India desperately needed a superhero to entertain us and finally finds it in the form of a housefly – Makkhi. There’s a scene in this Hindi dubbed version of Telugu film ‘Eega’, where the ‘superfly’ sits on the television playing a Rajnikant scene – making it loud and clear that the superhero of India (after Rajnikant, of course) has finally arrived.
“Naagin badla le sakti hai to kya doosre jaanwar jaise pakshi, keede vagairah badlaa le sakte hain? Asks Kannada actor Sudeep (fondly called Kiccha Sudeep) to his henchmen, after being profusely bugged by the makkhi. Sudeep plays the antagonist to comic-book perfection. Actor Nani plays the lover of Bindu played by Samantha Ruth Prabhu, who is killed by Sudeep, a skirt-chasing industrialist who has an eye for Bindu. Bindu’s lover is reborn as a fly to seek his revenge.
The real hero of Makkhi is its writing by SS Rajamouli and Janardhan Maharshi. The film gives all those ‘Karzs’, ‘Karan Arjuns’,’ Naagins’, ‘Naginaas’, and ‘Om Shanti Oms’ a run for their money with a rebirth drama that breaks the clutter and packs a punch in its each scene. The camerawork is an outstanding example of creativity. MM Kreem’s music doesn’t hit the right notes, and sounds lost in translation. But music was never the reason one stepped into the auditorium to watch ‘Makkhi’.

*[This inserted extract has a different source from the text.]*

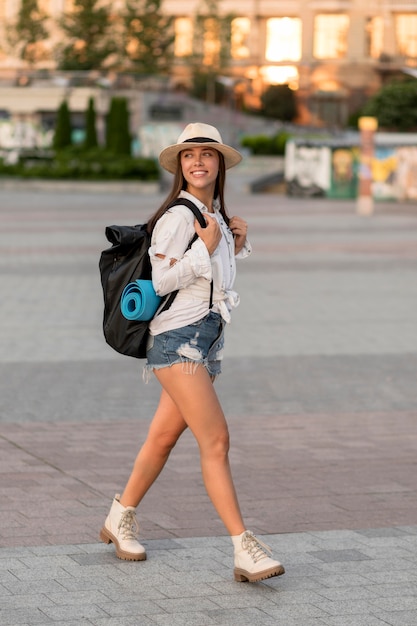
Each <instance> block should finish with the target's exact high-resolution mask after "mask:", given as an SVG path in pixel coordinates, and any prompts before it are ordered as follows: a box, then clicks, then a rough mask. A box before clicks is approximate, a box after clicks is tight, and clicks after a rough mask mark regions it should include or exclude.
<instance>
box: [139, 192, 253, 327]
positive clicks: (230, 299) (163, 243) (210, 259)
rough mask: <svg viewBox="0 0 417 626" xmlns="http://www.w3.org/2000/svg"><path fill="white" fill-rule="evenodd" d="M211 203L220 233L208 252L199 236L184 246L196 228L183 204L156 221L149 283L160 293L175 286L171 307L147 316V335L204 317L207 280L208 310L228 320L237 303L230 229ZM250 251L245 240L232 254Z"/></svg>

The film showcases umpteen examples of sheer ingenuity - right from the time the superfly makes an entry till the scene, the way it causes a traffic jam and leads to a fatal road accident, the resilience demonstrated by it to seek revenge, till where the film’s fag end, where our superfly announces his comeback. Bring it on, director SS Rajamouli, we’re already waiting. To sum it up, Makkhi offers what the ‘Krishhs’ and ‘RA.1’s couldn’t – (Entertainment)3.